A partir desse preâmbulo a respeito de bios e zoé, é possível definir a “vida nua”. O conceito consiste na vida do homem que tem produção predominante de zoé por conta da sociedade de controle, que extrai sua bios. Portanto, a biopolítica produz a vida nua. Ela o faz, em partes, por meio do hedonismo de massa. O ser humano passa por uma transformaçãoe o controle de seu corpo e de sua subjetividade não é mais exercido pelo individuo.
 A lógica capitalista insere o hedonismo na sociedade na medida em que sugere o consumo desenfreado e alienado. A indústria cultural, por exemplo, direciona os cidadãos à abandonarem a sua capacidade de pensamento e de conhecimento ao se satisfazerem com prazeres momentâneos, obtidos com o consumo de alguns produtos. Desse modo, o caráter político do homem é esquecido, pensando-se apenas no prazer que será obtido a partir de um bem material qualquer. Logo, a maior parte dos homens atualmente passa seu tempo trabalhando ou consumindo. Quando não estão praticando nenhuma dessas duas ações, estão sujeitos à indústria cultural. A comunicação de massa leva ao homem a se afastar da realidade, com programas de TV alienantes e performativos, propagandas que induzem o desejo de consumo, mesmo que o produto seja desnecessário para a compra. A Escola de Frankfurt critica exatamente essa indústria cultural que tem por objetivo distrair e servir de lazer para o homem e não o leva a refletir sobre a realidade, abrindo espaço para a manipulação e controle da população. Assim, os homens produzem e consomem em busca do prazer, do hedonismo.

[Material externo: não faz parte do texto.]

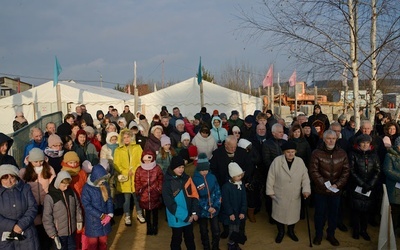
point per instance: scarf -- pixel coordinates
(148, 166)
(237, 183)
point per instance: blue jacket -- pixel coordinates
(95, 206)
(23, 212)
(209, 194)
(234, 202)
(180, 198)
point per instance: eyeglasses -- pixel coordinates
(8, 176)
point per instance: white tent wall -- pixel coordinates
(42, 100)
(186, 96)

 Essa busca desenfreada os submete ao poder estatal. De acordo com Agamben, “a implicação da vida nua na esfera política constitui o núcleo originário - ainda que encoberto - do poder soberano”. Ou seja, o que vê é um controle extremamente eficaz do Estado, por meio de mecanismos que tornam o homem um ser manipulável.
 A biopolítica do totalitarismo moderno contribui também de forma significativa para essa eficácia. Com a ideia de manutenção da vida, os cidadãos tornam-se aliados ao governo que os controla, o que foi visto claramente durante o nazismo. A partir da afirmação constante de que a permanência da “raça” ariana dependia do extremínio de outros povos a biopolítica foi instaurada. No caso, ela foi proveniente de ideias do século XVIII, fundamentais na definição de que, segundo “Vida Capital: Ensaios de Biopolítica”, de Peter Pál Pelbart, “a preocupação com a vida torna-se a luta contra o inimigo”.

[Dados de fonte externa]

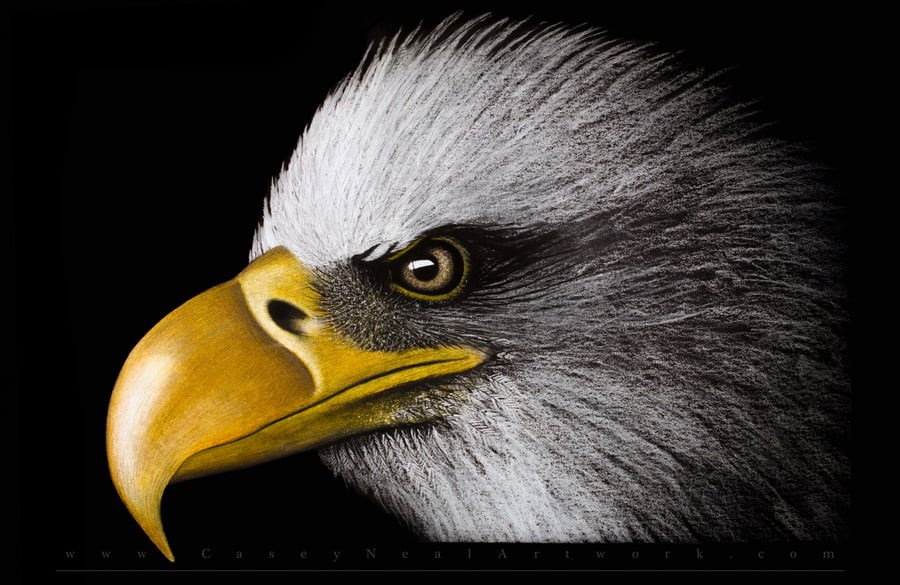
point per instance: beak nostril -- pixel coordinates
(287, 316)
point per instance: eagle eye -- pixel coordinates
(432, 269)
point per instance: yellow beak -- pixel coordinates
(247, 372)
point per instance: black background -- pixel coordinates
(145, 137)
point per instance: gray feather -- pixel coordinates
(671, 362)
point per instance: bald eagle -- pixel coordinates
(522, 282)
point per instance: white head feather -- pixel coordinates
(681, 379)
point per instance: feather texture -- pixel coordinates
(672, 365)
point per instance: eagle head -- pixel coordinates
(520, 282)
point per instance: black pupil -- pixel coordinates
(433, 268)
(425, 269)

            A principal materialização desse conceito foram os campos de concentração. Neles, é possível identificar a exclusão que se tem de quem não satisfaz o que o Estado deseja. Essas pessoas indesejáveis tornam-se, então, matáveis e insacrificáveis. Pode-se, dessa forma, fazer uma relação entre elas e o homo sacer. Na sociedade de controle, quem nao produz e consome não é de interesse do Estado e, diante disso, nenhuma lei o protege mais. Assim sendo, o estado de exceção, presente na vida desses homens que não têm leis os protegendo, está se tornando uma regra.
Agamben retoma o homem sacro da Antiguidade, encontrando inclusive a biopolítica nesse período, e explica a condição desses indivíduos que não estão de acordo com a lógica estatal. No Estado Antigo, quem cometesse um crime poderia ser morto (não havendo punições para o assassino) e, ao perder a vida, não teria direito a passar por nenhum ritual. Com isso, a subjetividade humana também era ignorada no caso do homo sacer, pois, ao se tornar “insacrificável”, rejeitava-se também seu corpo espiritual. O sentido de “espiritual” não é religioso, espírito se consiste na capacidade de conhecer do homem.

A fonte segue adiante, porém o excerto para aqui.